Long sales cycles – The sales process for ESCO projects is lengthy, often lasting 6-12 months. Prospects must be educated on the benefits and convinced to make large capital investments. The long sales cycle ties up significant sales resources for ESCOs. Customers also tend to be risk averse and conservative when making major facility upgrades.[2]

Future Outlook

The ESCO industry is projected to continue growing steadily in the coming years. According to a LBNL report, the US ESCO industry has grown at a compound annual growth rate of 8% from 1990-2008. Although growth slowed after the 2008 recession, the industry is still expanding. LBNL projects the ESCO market size will reach $7-$12 billion by 2020.

Key areas of expansion for ESCOs include public sector projects, new technologies like LED lighting, and growth in energy service agreements (ESA) for commercial buildings. As ESCOs continue to prove the value of energy efficiency to clients, they are likely to be involved in larger, more complex projects. International expansion also represents an opportunity for major US ESCOs.


In summary, ESCOs are playing an increasingly vital role in improving energy efficiency and sustainability for organizations across the United States.
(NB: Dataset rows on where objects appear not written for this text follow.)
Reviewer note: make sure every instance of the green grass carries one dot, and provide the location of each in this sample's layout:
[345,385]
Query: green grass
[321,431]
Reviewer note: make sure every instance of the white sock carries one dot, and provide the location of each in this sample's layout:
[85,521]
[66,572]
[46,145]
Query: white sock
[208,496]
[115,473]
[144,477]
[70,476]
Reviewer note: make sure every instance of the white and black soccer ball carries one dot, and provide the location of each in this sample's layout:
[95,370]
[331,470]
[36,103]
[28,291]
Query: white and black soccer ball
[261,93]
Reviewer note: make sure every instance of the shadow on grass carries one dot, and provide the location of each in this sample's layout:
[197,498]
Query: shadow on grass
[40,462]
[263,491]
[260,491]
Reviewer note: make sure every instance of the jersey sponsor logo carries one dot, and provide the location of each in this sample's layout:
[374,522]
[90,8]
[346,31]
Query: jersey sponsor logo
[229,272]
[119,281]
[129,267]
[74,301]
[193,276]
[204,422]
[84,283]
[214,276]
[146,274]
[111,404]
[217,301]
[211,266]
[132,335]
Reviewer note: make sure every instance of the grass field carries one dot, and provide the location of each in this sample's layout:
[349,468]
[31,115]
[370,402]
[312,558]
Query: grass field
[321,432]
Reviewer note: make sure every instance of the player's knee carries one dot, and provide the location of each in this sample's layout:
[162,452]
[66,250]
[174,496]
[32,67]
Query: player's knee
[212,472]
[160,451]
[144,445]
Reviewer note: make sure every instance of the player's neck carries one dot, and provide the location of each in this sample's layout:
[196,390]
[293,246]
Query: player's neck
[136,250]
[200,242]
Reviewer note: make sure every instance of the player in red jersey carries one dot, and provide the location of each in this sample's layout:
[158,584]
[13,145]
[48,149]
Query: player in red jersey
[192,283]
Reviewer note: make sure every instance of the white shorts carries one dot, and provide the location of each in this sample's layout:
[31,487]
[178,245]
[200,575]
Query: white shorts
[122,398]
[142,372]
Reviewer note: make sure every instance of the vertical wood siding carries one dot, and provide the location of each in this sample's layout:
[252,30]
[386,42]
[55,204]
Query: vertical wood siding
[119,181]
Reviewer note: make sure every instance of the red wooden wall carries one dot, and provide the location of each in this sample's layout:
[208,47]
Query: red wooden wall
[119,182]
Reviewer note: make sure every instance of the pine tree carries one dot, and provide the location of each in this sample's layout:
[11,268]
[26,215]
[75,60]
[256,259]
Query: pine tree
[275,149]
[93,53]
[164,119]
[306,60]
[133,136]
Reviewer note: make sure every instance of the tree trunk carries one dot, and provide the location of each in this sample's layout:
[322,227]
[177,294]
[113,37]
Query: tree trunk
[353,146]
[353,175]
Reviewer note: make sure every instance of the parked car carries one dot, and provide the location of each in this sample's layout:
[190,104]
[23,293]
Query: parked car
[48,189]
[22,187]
As energy costs continue to rise, ESCOs allow companies and institutions to update outdated infrastructure and adopt renewable solutions without upfront capital expenditures. Through innovative financing methods like energy savings performance contracts, ESCOs make it financially viable for organizations to modernize.

The largest ESCOs stand out for their technical expertise, breadth of services, access to capital, and proven track records on major projects. While the ESCO industry faces challenges like unclear regulations and lack of awareness in some sectors, demand for energy efficiency is expected to drive continued growth. With their specialized knowledge and holistic approach, ESCOs will remain instrumental in building a more sustainable future.

By partnering with a leading ESCO, organizations can modernize their energy systems while minimizing risk. This enables them to save substantially on utility bills, meet emissions and sustainability targets, and focus their budgets on core operations. As energy efficiency becomes increasingly critical, ESCOs provide the experience and capabilities to turn ambitious goals into measurable results.